Studies on fluid-elastic instability and active control of pipes conveying fluid

流体输送管道流弹不稳定性及主动控制研究

基本信息

批准号：
02650449
负责人：
DOKI Hitoshi
金额：
$ 1.22万
依托单位：
Akita University
依托单位国家：
日本
项目类别：
Grant-in-Aid for General Scientific Research (C)
财政年份：
1990
资助国家：
日本
起止时间：
1990 至 1991
项目状态：
已结题

来源：
https://kaken.nii.ac.jp/grant/KAKENHI-PROJECT-02650449/
关键词：
Fluid-conveying pipe Fluid-elastic vibration Active control Flutter Divergence Tendon Thruster Damper フラッタランドン

项目摘要

This study deals with the fluid-elastic instability and active control of cantilevered pipes conveying fluid. In order to control the response of the cantilevered pipe with a damper, an active control force is derived by the torque produced by a pair of tendons attached to the pipe. The problem is solved by means of the Galerkin method in conjunction with the optimal regulator theory. The combined effect of a damper and a tendon on the critical flow velocity in the uncontrolled system is clarified. Furthermore, the numerical simulation of the response of a pipe conveying fluid is carried out for various conditions, the effect of a damper on the active control of the pipe is also clarified.The main results obtained are summarized as follows :(1)The effect of the positions of a damper and a tendon on the dynamic stability of a pipe conveying fluid in the uncontroled system is complex. In the stabilization of the pipe using a damper, the suitable position of a damper must be decided carefully together with that of a tendon.(2)In the uncontrolled system, a damper is effective to stabilize the pipe conveying fluid only when the most suitable positions of a damper and a tendon are selected. A damper attached to the pipe at the unsuitable position destabilizes the pipe.(3)The active control method using a tendon and a damper is effective to stabilize the pipe when they are set at the suitable position. The settling time of the response of the pipe decreases and a damper reduces the active control energy.(4)The active tendon control method described in this study is effective to stabilize the pipe, even if the pipe is lost its stability by selecting the unsuitable position of a damper. Therefore, the tendon-control pipe system is robust.(5)It is confirmed experimentally that the control system using PID controller is effective to stabilize the pipe conveying fluid.

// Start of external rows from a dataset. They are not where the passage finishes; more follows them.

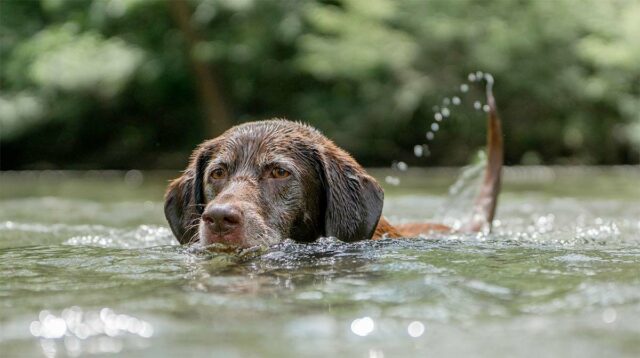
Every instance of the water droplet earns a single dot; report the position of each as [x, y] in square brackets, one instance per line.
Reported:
[415, 329]
[391, 180]
[488, 77]
[609, 315]
[418, 151]
[362, 326]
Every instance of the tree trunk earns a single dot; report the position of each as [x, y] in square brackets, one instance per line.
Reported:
[217, 118]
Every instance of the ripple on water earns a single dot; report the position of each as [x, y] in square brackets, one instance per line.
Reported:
[77, 332]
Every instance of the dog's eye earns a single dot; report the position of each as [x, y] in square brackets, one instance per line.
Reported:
[279, 173]
[219, 173]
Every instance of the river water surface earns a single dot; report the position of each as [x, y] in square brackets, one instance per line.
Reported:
[89, 266]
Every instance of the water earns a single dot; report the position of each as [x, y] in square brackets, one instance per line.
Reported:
[89, 267]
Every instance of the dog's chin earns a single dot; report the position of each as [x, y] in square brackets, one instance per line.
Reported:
[236, 239]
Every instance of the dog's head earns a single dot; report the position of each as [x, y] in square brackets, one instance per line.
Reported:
[262, 182]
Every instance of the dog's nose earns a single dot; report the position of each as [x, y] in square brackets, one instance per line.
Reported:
[222, 218]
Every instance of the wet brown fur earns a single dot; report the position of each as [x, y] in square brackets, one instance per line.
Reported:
[331, 194]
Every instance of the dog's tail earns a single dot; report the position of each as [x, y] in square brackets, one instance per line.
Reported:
[484, 207]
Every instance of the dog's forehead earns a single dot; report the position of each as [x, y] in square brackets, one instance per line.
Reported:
[267, 141]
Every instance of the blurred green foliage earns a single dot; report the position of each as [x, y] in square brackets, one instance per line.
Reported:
[120, 83]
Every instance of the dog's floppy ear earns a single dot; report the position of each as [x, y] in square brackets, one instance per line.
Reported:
[353, 198]
[184, 200]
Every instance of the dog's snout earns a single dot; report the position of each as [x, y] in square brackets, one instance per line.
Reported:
[223, 218]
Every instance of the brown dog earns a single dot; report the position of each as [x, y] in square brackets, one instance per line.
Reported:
[262, 182]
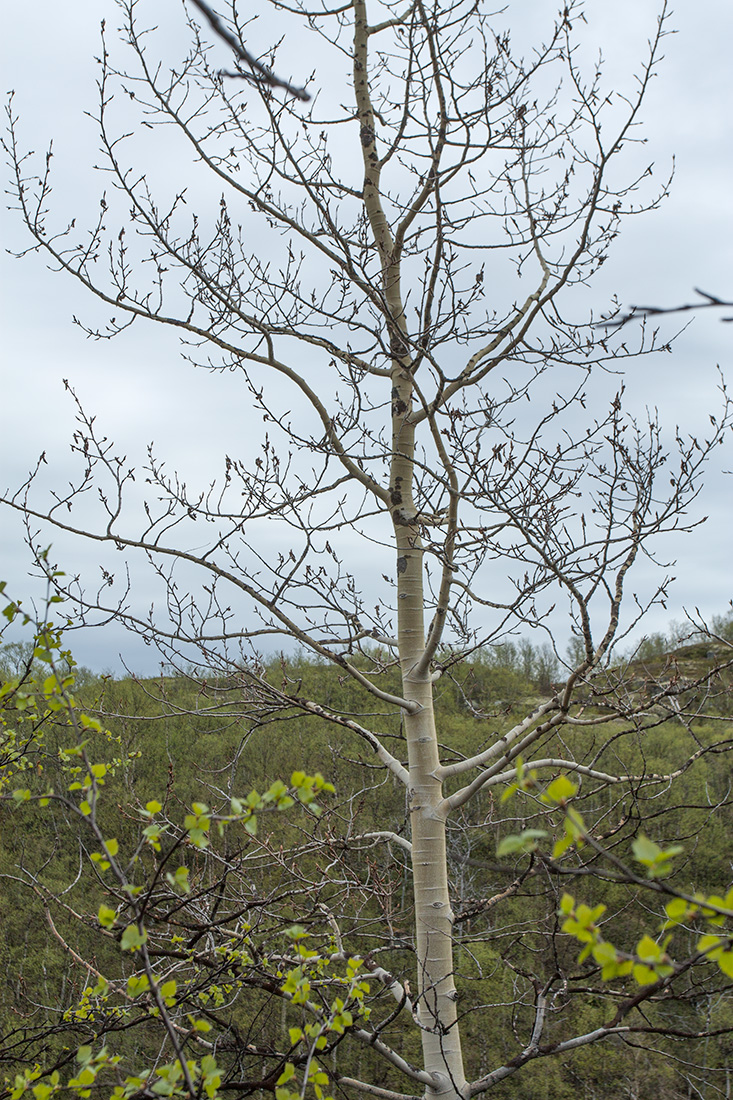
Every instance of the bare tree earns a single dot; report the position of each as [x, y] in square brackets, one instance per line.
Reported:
[431, 474]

本研究涉及输送流体的悬臂管道的流体弹性不稳定性和主动控制。为了用阻尼器控制悬臂管的响应，通过附在管上的一对筋产生的扭矩来产生主动控制力。利用伽辽金法结合最优调节器理论解决了该问题。阐明了阻尼器和筋对非受控系统中临界流速的综合影响。此外，还对各种工况下输送流体的管道的响应进行了数值模拟，明确了阻尼器对管道主动控制的影响。主要结果总结如下：(1)效果在非受控系统中，阻尼器和筋的位置对输送流体的管道的动态稳定性的影响是复杂的。在使用阻尼器稳定管道时，必须与筋的位置一起仔细确定阻尼器的合适位置。（2）在非受控系统中，只有在最合适的位置时，阻尼器才能有效地稳定输送流体的管道。选择阻尼器和腱的位置。在不合适的位置安装在管道上的阻尼器会使管道不稳定。(3)当将它们设置在合适的位置时，使用腱和阻尼器的主动控制方法可以有效地稳定管道。管道响应的稳定时间减少，阻尼器降低了主动控制能量。（4）本研究中描述的主动腱控制方法可以有效地稳定管道，即使由于选择不合适的管道而失去了稳定性。阻尼器的位置。因此，筋控管道系统具有鲁棒性。(5)实验证实，采用PID控制器的控制系统能够有效地稳定输送流体的管道。